Pemerintahan Joko Widodo membeli 51,2 persen saham PT Freeport. Padahal, menurut Wakil Ketu DPR Fadli Zon, tak usah dibeli pun nanti pada 2001 kontrak Freeport itu berakhir. Pengamat ekonomi Dr Faisal Basri menyatakan, ini Freeport punya Indonesia, kok dibeli. Apalagi membelinya dengan berutang. Pengamat ekonomi Dr Dradjad H Wibowo pun turut mengkritisi pembelian itu.
JAKARTA (SALAM-ONLINE): Pengambilalihan saham PT Freeport Indonesia sebesar 51,2 persen oleh PT Inalum (BUMN) yang uangnya berasal dari hasil mengutang, dikritisi. Siapa yang bayar utang itu nantinya? Pastinya akan pontang-panting bayarnya.
Pengamat ekonomi Dr Dradjad H Wibowo mewanti-wanti, generasi mendatanglah yang harus pontang-panting membayar utang dari pembelian saham Freeport tersebut.
Apalagi, kata Dradjad, pembelian saham senilai Rp 55,8 triliun tersebut terlampau mahal.
Dari sisi pembiayaan, menurutnya, transaksi tersebut dibiayai dengan utang korporasi berupa obligasi global dalam valas. Konkretnya, PT Inalum menerbitkan obligasi global senilai 4 miliar dolar AS dengan kupon antara 5,5 persen hingga 7,375 persen yang dicatatkan di Amerika Serikat.

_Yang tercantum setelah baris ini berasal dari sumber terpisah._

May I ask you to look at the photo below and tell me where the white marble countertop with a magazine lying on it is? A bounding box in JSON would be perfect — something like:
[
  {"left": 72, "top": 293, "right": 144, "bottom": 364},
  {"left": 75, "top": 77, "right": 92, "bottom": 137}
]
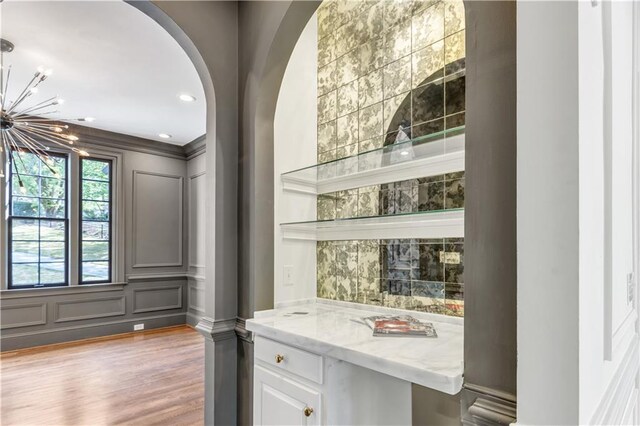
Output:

“Masalahnya, kupon (atau bunga) obligasi tersebut mahal sekali. Yaitu, antara 1,5 sampai 2 persen lebih mahal dari obligasi dolar pemerintah. Padahal obligasi dolar pemerintah sekarang sedang mahal-mahalnya,” ungkap Dradjad seperti dilansir RMOL.co, Senin (24/12/2018).
Langkah tersebut, kata Wakil Ketua Dewan Kehormatan Partai Amanat Nasional (PAN) ini, menunjukkan bahwa rezim Joko Widodo bukan hanya banyak berutang, tapi juga utang yang mahal pun ditubruk. Buktinya, ujar Dradjad, transaksi Freeport memakai utang yang sangat mahal, pembangunan infrastruktur pun demikian.
“Ini itu pakai utang, bahkan sebagian mahal sekali. Nanti siapa yang membayar? Ya rakyat dan anak cucu. Mereka membayar melalui pajak ini itu, cukai ini itu, tarif ini itu dan sebagainya. Jadi ibaratnya, saya membangun rumah yang bagus. Tetangga memuji saya. Tapi anak saya yang harus pontang-panting membayarinya. Apakah ini pro rakyat?” Dradjad mempertanyakan.